Samedi 27 mars et mercredi 31 mars, 20h, cathédrale de Lausanne
La Passion selon saint Matthieu est un des monuments de l’histoire de la musique. Elle représente un point culminant dans l’œuvre de Bach.
Jean-Sébastien Bach la compose pour le culte du Vendredi saint à l’église Saint-Thomas de Leipzig, dont il est le cantor. Cette église lui offre un espace sonore exceptionnel. Sa tribune permet de faire dialoguer deux orgues, deux orchestres et deux chœurs. La Passion selon saint Matthieu marque l’apogée de ce genre musical. Son écriture imposante induit un effet stéréo et plonge l’auditeur dans un tourbillon musical et émotionnel, grâce à l'utilisation de nombreuses formes musicales - récitatif, aria, arioso, écriture chorale polyphonique ou homophonique, double chœur et choral.

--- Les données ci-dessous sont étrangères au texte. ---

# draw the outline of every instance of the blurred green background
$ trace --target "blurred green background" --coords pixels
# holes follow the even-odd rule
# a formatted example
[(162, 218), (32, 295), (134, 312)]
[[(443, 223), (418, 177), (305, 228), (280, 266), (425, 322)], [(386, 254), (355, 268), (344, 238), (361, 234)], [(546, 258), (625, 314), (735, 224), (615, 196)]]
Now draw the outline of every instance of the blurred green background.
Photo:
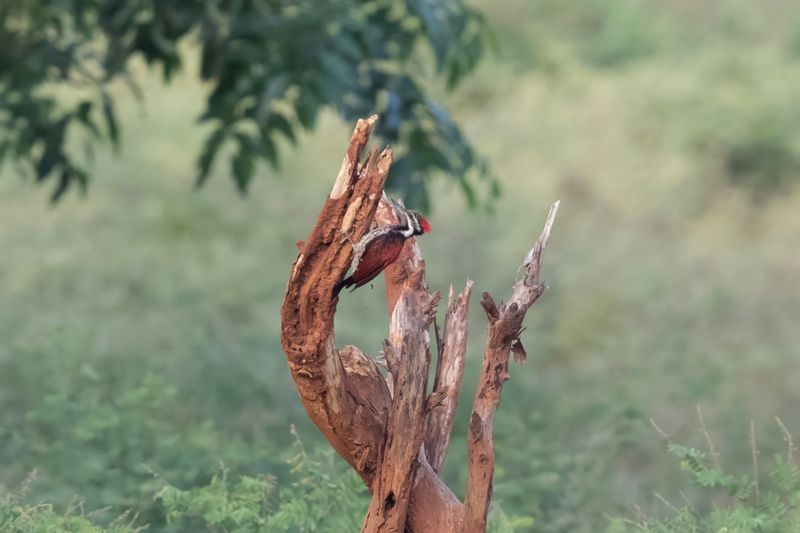
[[(708, 507), (650, 418), (703, 446), (700, 404), (734, 472), (750, 470), (750, 420), (764, 457), (783, 448), (775, 416), (800, 429), (800, 5), (475, 5), (497, 52), (456, 92), (431, 90), (503, 194), (492, 213), (470, 210), (434, 181), (430, 284), (470, 277), (506, 297), (562, 201), (528, 364), (512, 368), (495, 425), (496, 513), (507, 528), (593, 532), (635, 506), (668, 512), (656, 492)], [(0, 487), (36, 470), (30, 501), (133, 509), (152, 531), (183, 527), (153, 498), (165, 483), (203, 485), (223, 462), (280, 485), (292, 424), (307, 449), (326, 447), (289, 377), (278, 310), (352, 124), (324, 116), (281, 147), (279, 171), (258, 167), (245, 198), (225, 165), (196, 191), (207, 88), (193, 68), (164, 86), (142, 66), (141, 102), (119, 88), (122, 150), (98, 152), (85, 197), (53, 207), (12, 167), (0, 176)], [(380, 283), (346, 294), (338, 342), (377, 354), (384, 313)], [(459, 494), (476, 305), (470, 328), (445, 467)]]

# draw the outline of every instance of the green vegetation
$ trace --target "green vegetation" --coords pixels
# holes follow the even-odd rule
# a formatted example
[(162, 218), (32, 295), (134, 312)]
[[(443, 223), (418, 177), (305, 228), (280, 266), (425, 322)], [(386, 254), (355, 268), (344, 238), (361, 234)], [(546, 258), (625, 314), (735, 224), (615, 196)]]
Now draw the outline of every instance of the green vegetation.
[[(470, 276), (477, 291), (503, 298), (547, 206), (562, 200), (545, 266), (551, 289), (529, 317), (528, 364), (511, 369), (496, 420), (494, 527), (637, 531), (612, 517), (644, 516), (651, 531), (692, 531), (658, 493), (690, 509), (698, 531), (792, 531), (797, 488), (770, 477), (791, 467), (769, 458), (785, 449), (774, 416), (800, 431), (800, 7), (502, 0), (485, 11), (499, 55), (454, 94), (429, 90), (505, 193), (494, 214), (470, 211), (457, 184), (431, 181), (434, 231), (421, 241), (431, 285)], [(189, 192), (211, 132), (192, 123), (208, 88), (191, 61), (168, 87), (135, 61), (141, 102), (110, 88), (126, 142), (118, 156), (96, 154), (85, 197), (51, 208), (4, 170), (0, 483), (18, 495), (15, 507), (52, 504), (53, 515), (40, 508), (47, 520), (84, 501), (73, 516), (98, 527), (130, 510), (132, 527), (202, 530), (268, 520), (303, 501), (354, 520), (363, 492), (334, 473), (347, 469), (307, 421), (277, 319), (294, 242), (311, 227), (351, 125), (328, 110), (313, 133), (298, 132), (297, 148), (279, 139), (280, 170), (257, 165), (270, 179), (254, 180), (245, 198), (223, 165)], [(379, 289), (342, 299), (341, 344), (378, 353)], [(445, 464), (457, 490), (485, 331), (473, 316)], [(720, 472), (714, 488), (692, 484), (693, 471), (687, 482), (649, 422), (686, 446), (673, 452), (705, 449), (698, 403), (724, 467), (698, 459), (698, 472)], [(753, 494), (728, 495), (753, 481), (749, 420), (760, 505), (776, 494), (787, 511), (768, 517), (786, 522), (735, 529), (715, 513), (762, 511)], [(297, 485), (307, 476), (287, 463), (297, 453), (292, 424), (323, 464), (312, 468), (319, 487)], [(33, 470), (23, 498), (14, 488)], [(264, 492), (270, 506), (255, 499)], [(156, 494), (174, 496), (171, 507)], [(240, 505), (251, 498), (255, 506)], [(217, 512), (220, 501), (231, 504)]]
[(269, 477), (243, 476), (233, 483), (226, 470), (197, 489), (165, 487), (158, 497), (167, 521), (178, 521), (182, 531), (203, 525), (232, 532), (357, 531), (369, 498), (364, 483), (332, 450), (312, 457), (297, 441), (293, 451), (294, 480), (283, 487)]
[[(376, 131), (399, 156), (392, 186), (409, 201), (427, 205), (431, 172), (475, 201), (476, 185), (496, 192), (496, 182), (424, 86), (437, 75), (458, 85), (485, 41), (483, 18), (461, 0), (4, 1), (0, 163), (7, 155), (37, 182), (55, 182), (53, 201), (85, 189), (94, 146), (120, 145), (119, 102), (141, 93), (134, 60), (169, 83), (199, 56), (192, 74), (209, 94), (198, 115), (212, 129), (195, 150), (198, 185), (235, 145), (230, 173), (247, 191), (256, 160), (277, 169), (278, 139), (295, 142), (330, 108), (347, 121), (383, 116)], [(127, 98), (114, 83), (128, 86)]]
[[(714, 507), (697, 509), (687, 501), (678, 508), (662, 497), (663, 503), (672, 511), (668, 518), (640, 515), (635, 521), (617, 519), (609, 525), (607, 533), (789, 533), (800, 530), (800, 470), (795, 460), (797, 448), (786, 427), (780, 420), (778, 423), (784, 431), (788, 449), (785, 454), (775, 454), (772, 464), (767, 465), (768, 477), (758, 475), (763, 465), (759, 467), (755, 433), (751, 433), (752, 475), (742, 474), (740, 477), (722, 470), (708, 434), (711, 448), (708, 453), (670, 442), (669, 452), (680, 460), (681, 470), (689, 474), (692, 484), (716, 496)], [(764, 481), (766, 483), (762, 484)]]

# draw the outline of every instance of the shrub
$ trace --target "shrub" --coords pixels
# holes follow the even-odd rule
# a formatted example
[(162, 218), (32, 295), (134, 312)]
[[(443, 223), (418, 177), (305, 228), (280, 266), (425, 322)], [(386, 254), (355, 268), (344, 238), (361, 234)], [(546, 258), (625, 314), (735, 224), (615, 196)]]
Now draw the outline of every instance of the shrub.
[(206, 486), (167, 485), (157, 497), (182, 531), (358, 531), (368, 504), (358, 476), (332, 450), (309, 453), (297, 438), (294, 452), (292, 481), (280, 487), (271, 476), (231, 480), (223, 468)]
[(667, 518), (640, 515), (636, 520), (615, 519), (607, 533), (791, 533), (800, 531), (800, 469), (794, 458), (796, 448), (783, 423), (778, 420), (787, 443), (785, 454), (776, 454), (760, 475), (758, 449), (751, 425), (752, 474), (734, 475), (724, 470), (708, 437), (709, 452), (669, 442), (668, 451), (680, 461), (680, 468), (695, 487), (712, 493), (715, 505), (698, 509), (688, 503), (676, 507), (662, 496), (670, 509)]

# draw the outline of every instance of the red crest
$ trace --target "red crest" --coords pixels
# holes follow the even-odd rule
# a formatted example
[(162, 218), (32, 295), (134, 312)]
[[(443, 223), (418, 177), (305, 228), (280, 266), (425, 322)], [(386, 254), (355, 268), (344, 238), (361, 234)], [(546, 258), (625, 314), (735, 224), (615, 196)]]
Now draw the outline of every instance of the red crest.
[(425, 233), (430, 233), (431, 232), (431, 225), (428, 223), (428, 221), (422, 215), (419, 215), (419, 226), (422, 228), (422, 231), (424, 231)]

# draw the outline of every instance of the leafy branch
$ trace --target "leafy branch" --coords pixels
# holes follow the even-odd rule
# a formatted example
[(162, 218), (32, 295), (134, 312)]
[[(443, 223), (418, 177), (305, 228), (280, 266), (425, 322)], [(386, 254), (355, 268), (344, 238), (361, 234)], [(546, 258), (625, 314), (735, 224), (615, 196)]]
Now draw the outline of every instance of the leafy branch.
[[(426, 70), (455, 87), (486, 48), (483, 17), (462, 0), (11, 0), (0, 5), (0, 163), (38, 182), (52, 200), (90, 178), (87, 153), (121, 142), (109, 85), (143, 58), (165, 83), (189, 43), (210, 85), (199, 120), (208, 134), (197, 160), (202, 185), (221, 153), (243, 193), (255, 162), (280, 163), (281, 140), (314, 128), (323, 109), (346, 121), (378, 113), (376, 133), (400, 155), (390, 186), (425, 208), (425, 185), (443, 174), (473, 205), (496, 195), (486, 163), (425, 89)], [(426, 60), (426, 58), (431, 58)], [(64, 96), (69, 93), (70, 98)]]

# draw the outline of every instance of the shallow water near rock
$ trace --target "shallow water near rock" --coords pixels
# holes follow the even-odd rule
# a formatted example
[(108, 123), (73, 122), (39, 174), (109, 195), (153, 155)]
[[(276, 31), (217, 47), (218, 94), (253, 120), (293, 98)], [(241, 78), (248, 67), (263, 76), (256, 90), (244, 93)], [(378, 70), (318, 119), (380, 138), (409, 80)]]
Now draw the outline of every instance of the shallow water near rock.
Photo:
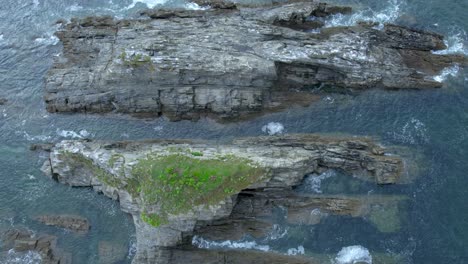
[[(255, 0), (257, 1), (257, 0)], [(251, 1), (252, 2), (252, 1)], [(447, 37), (449, 52), (465, 52), (468, 1), (346, 1), (358, 15), (336, 18), (346, 25), (367, 18), (439, 32)], [(278, 227), (284, 234), (255, 241), (285, 254), (327, 254), (360, 245), (370, 254), (400, 255), (402, 263), (468, 262), (468, 82), (467, 70), (446, 74), (445, 86), (426, 91), (369, 91), (331, 94), (307, 108), (293, 108), (254, 120), (217, 124), (171, 123), (164, 118), (138, 120), (125, 116), (55, 115), (45, 111), (43, 77), (61, 46), (53, 36), (59, 18), (90, 14), (134, 16), (148, 5), (187, 7), (183, 1), (4, 0), (0, 8), (0, 231), (26, 226), (59, 238), (58, 246), (73, 254), (74, 263), (99, 263), (99, 243), (113, 241), (128, 249), (119, 263), (134, 254), (134, 227), (117, 202), (90, 189), (69, 188), (42, 175), (45, 156), (29, 151), (37, 142), (64, 138), (145, 139), (209, 138), (262, 135), (271, 122), (284, 133), (347, 133), (379, 138), (385, 145), (418, 151), (420, 175), (410, 184), (379, 187), (339, 173), (324, 177), (316, 190), (323, 194), (399, 194), (409, 197), (405, 220), (395, 233), (382, 233), (366, 219), (330, 216), (313, 228)], [(343, 180), (340, 180), (343, 179)], [(320, 187), (318, 189), (318, 187)], [(35, 221), (41, 214), (87, 217), (89, 233), (77, 235)], [(202, 241), (202, 240), (200, 240)], [(231, 245), (254, 240), (231, 241)], [(217, 242), (221, 245), (222, 242)], [(235, 244), (237, 243), (237, 244)], [(209, 243), (205, 243), (209, 245)], [(223, 245), (229, 245), (224, 243)], [(252, 244), (250, 244), (252, 245)], [(295, 249), (293, 251), (292, 249)], [(31, 255), (32, 256), (32, 255)], [(18, 256), (29, 262), (31, 256)], [(1, 260), (1, 258), (0, 258)], [(35, 261), (35, 260), (31, 260)]]

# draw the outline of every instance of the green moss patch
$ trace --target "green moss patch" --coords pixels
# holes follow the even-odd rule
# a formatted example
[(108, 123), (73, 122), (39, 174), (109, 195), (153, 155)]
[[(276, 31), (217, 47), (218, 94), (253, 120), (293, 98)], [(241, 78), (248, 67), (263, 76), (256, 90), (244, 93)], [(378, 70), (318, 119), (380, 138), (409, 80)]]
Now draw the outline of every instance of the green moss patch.
[(119, 55), (119, 59), (127, 67), (138, 68), (142, 66), (149, 66), (150, 70), (154, 70), (154, 65), (151, 61), (151, 57), (142, 54), (133, 54), (128, 56), (125, 51)]
[(157, 226), (166, 222), (169, 214), (184, 213), (197, 205), (217, 204), (266, 174), (249, 160), (235, 156), (195, 157), (149, 155), (133, 167), (127, 190), (141, 197), (144, 204), (160, 207), (157, 216), (142, 214), (144, 221)]

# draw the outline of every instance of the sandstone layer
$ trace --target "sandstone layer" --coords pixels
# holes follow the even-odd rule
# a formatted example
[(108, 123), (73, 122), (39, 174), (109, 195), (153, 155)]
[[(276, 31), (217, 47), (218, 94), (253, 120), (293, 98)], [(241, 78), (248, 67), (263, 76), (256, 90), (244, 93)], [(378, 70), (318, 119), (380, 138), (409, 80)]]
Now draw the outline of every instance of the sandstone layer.
[[(144, 185), (151, 185), (151, 182), (144, 182), (136, 189), (131, 186), (139, 177), (135, 172), (140, 171), (135, 168), (146, 164), (148, 157), (174, 155), (181, 160), (181, 167), (184, 166), (182, 161), (187, 158), (195, 160), (196, 164), (229, 158), (255, 164), (255, 172), (261, 173), (248, 185), (228, 190), (215, 203), (193, 202), (185, 211), (165, 213), (163, 201), (148, 203), (148, 194), (143, 192)], [(153, 163), (149, 166), (157, 165)], [(194, 248), (192, 244), (196, 245), (197, 237), (214, 240), (236, 239), (243, 235), (264, 237), (274, 228), (272, 214), (275, 208), (285, 208), (287, 221), (291, 224), (314, 225), (327, 215), (341, 215), (369, 219), (382, 232), (398, 229), (396, 214), (400, 202), (404, 200), (402, 198), (317, 196), (293, 190), (305, 175), (329, 169), (343, 170), (350, 176), (376, 184), (394, 184), (400, 182), (405, 167), (399, 156), (390, 155), (369, 138), (310, 134), (243, 138), (229, 142), (62, 141), (50, 150), (50, 158), (43, 167), (44, 172), (61, 183), (93, 187), (119, 200), (122, 210), (133, 216), (136, 226), (138, 250), (134, 263), (182, 263), (180, 258), (185, 256), (187, 261), (200, 254), (214, 258), (212, 263), (225, 263), (216, 262), (223, 258), (238, 259), (240, 256), (235, 252), (203, 253), (205, 251)], [(153, 187), (163, 188), (158, 185)], [(395, 213), (387, 214), (389, 217), (382, 219), (382, 212)], [(167, 219), (155, 224), (148, 215), (164, 215)], [(191, 251), (199, 253), (191, 255), (180, 251), (181, 248), (191, 248)], [(171, 250), (174, 250), (173, 254), (167, 253)], [(262, 253), (244, 255), (247, 258), (262, 258), (258, 254)], [(263, 258), (268, 259), (267, 256)], [(291, 258), (290, 261), (316, 263), (317, 260), (300, 257)]]
[(246, 118), (317, 99), (313, 90), (441, 87), (463, 56), (437, 55), (442, 36), (397, 25), (322, 28), (350, 8), (302, 1), (206, 10), (148, 10), (146, 18), (73, 19), (46, 77), (49, 112)]

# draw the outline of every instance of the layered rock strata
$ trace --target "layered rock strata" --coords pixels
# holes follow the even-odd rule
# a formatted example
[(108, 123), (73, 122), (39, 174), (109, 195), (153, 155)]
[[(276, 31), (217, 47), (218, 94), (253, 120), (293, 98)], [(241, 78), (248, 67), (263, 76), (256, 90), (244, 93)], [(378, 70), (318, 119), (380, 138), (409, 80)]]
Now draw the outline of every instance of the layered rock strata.
[(10, 229), (2, 234), (4, 250), (16, 252), (34, 251), (41, 256), (43, 264), (71, 264), (71, 255), (56, 247), (57, 237), (41, 234), (37, 235), (25, 229)]
[(36, 220), (49, 226), (57, 226), (78, 233), (86, 233), (90, 228), (88, 219), (76, 215), (40, 215)]
[[(397, 25), (321, 28), (350, 8), (303, 1), (148, 10), (147, 19), (73, 19), (46, 77), (49, 112), (245, 118), (317, 99), (328, 86), (425, 89), (453, 63), (440, 35)], [(320, 30), (317, 33), (317, 29)], [(311, 31), (314, 32), (311, 32)]]
[[(215, 201), (200, 202), (187, 192), (180, 197), (195, 197), (190, 208), (167, 213), (164, 201), (148, 203), (152, 193), (144, 192), (147, 186), (154, 191), (165, 188), (163, 185), (153, 186), (151, 179), (154, 178), (149, 178), (148, 182), (134, 186), (135, 181), (141, 181), (139, 173), (145, 173), (139, 169), (142, 164), (152, 169), (161, 165), (157, 162), (163, 158), (174, 156), (180, 160), (179, 167), (165, 168), (152, 177), (167, 171), (167, 178), (171, 180), (178, 177), (173, 172), (182, 170), (184, 166), (240, 160), (254, 168), (248, 171), (255, 172), (255, 178), (251, 178), (253, 180), (248, 184), (239, 181), (239, 186), (229, 185), (222, 196), (216, 196), (219, 194), (213, 191), (209, 195), (217, 197)], [(194, 162), (185, 165), (188, 164), (184, 163), (187, 159)], [(233, 234), (230, 239), (246, 234), (264, 236), (273, 226), (272, 211), (279, 207), (286, 208), (287, 221), (292, 224), (316, 224), (321, 217), (334, 214), (368, 217), (379, 230), (395, 231), (398, 221), (389, 226), (382, 225), (379, 210), (397, 210), (395, 208), (401, 201), (398, 197), (311, 196), (292, 191), (292, 187), (299, 185), (305, 175), (329, 169), (343, 170), (377, 184), (398, 183), (404, 172), (400, 157), (389, 155), (369, 138), (319, 135), (244, 138), (224, 143), (188, 140), (62, 141), (51, 149), (50, 158), (43, 167), (48, 175), (61, 183), (91, 186), (120, 201), (122, 210), (132, 214), (136, 226), (138, 251), (134, 263), (181, 263), (168, 258), (176, 255), (164, 252), (190, 245), (194, 235), (216, 239), (229, 234)], [(215, 171), (210, 173), (216, 175)], [(233, 175), (240, 179), (245, 176)], [(216, 181), (216, 178), (212, 176), (210, 181)], [(184, 184), (197, 186), (196, 182), (190, 181)], [(170, 187), (164, 192), (177, 195), (180, 186)], [(303, 217), (312, 211), (319, 212), (319, 217)], [(157, 218), (159, 222), (156, 222), (149, 217), (151, 215), (164, 216), (165, 219)], [(220, 254), (228, 259), (230, 254), (236, 256), (235, 253)], [(301, 259), (298, 258), (297, 263), (314, 263), (313, 259), (307, 260), (309, 262), (301, 262)]]

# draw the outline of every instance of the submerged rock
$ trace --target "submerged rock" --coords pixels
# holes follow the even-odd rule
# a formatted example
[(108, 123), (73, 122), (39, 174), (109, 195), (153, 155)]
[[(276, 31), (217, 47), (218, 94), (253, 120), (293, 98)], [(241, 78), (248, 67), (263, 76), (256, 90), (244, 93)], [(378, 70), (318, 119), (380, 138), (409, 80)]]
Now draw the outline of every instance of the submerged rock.
[(79, 233), (88, 232), (88, 219), (76, 215), (41, 215), (36, 220), (49, 226), (58, 226)]
[(10, 229), (2, 236), (2, 248), (16, 252), (33, 251), (39, 253), (42, 264), (71, 264), (71, 255), (56, 247), (57, 237), (36, 235), (29, 230)]
[(114, 264), (125, 259), (127, 248), (119, 242), (100, 241), (99, 264)]
[[(302, 1), (207, 10), (148, 10), (150, 19), (73, 19), (46, 78), (49, 112), (245, 118), (317, 99), (314, 88), (436, 88), (442, 36), (370, 23), (321, 28), (311, 16), (350, 8)], [(322, 89), (324, 90), (324, 89)], [(325, 89), (326, 90), (326, 89)]]
[[(398, 183), (404, 171), (400, 157), (389, 156), (369, 138), (307, 134), (224, 143), (62, 141), (43, 166), (61, 183), (92, 186), (119, 200), (136, 226), (134, 263), (183, 263), (167, 262), (161, 252), (190, 245), (194, 235), (265, 236), (273, 226), (272, 211), (278, 207), (288, 210), (292, 224), (315, 224), (301, 217), (302, 211), (367, 218), (376, 206), (398, 205), (399, 199), (392, 197), (324, 197), (291, 190), (305, 175), (328, 169), (377, 184)], [(371, 222), (381, 224), (372, 218)], [(297, 263), (314, 263), (308, 261)]]

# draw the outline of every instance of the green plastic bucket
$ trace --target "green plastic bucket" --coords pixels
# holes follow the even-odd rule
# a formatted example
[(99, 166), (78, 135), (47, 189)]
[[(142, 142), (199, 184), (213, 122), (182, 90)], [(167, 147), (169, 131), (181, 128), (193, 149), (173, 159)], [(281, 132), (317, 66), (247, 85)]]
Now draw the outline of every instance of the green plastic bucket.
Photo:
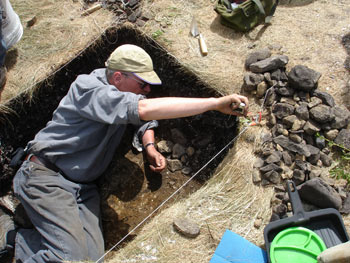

«C’est sûrement un opéra!»
Les Passions de Bach sont aujourd'hui l'exemple de la musique religieuse, mais ce n'est pas le cas à son époque. Les fidèles n'ont pas l'habitude d'être troublés par la musique d’église et s'attendent à des mélodies harmonieuses et simples à retenir. Autant dire que personne n’avait jamais entendu musique aussi bouleversante! Les premières exécutions de la Passion selon saint Matthieu reçoivent un accueil mitigé. Une vieille dame s'écrie même, le Vendredi saint de l’année 1729: «Dieu nous garde, c’est sûrement un opéra!»
L’entier de l'œuvre de Jean-Sébastien Bach tombe dans l’oubli après sa mort, en 1750. Ce n’est que le 11 mars 1829 que Félix Mendelssohn dirige à nouveau la Passion selon saint Matthieu. L'événement marque la véritable renaissance de Bach et lui permet de retrouver la place qui lui revient dans l’histoire de la musique.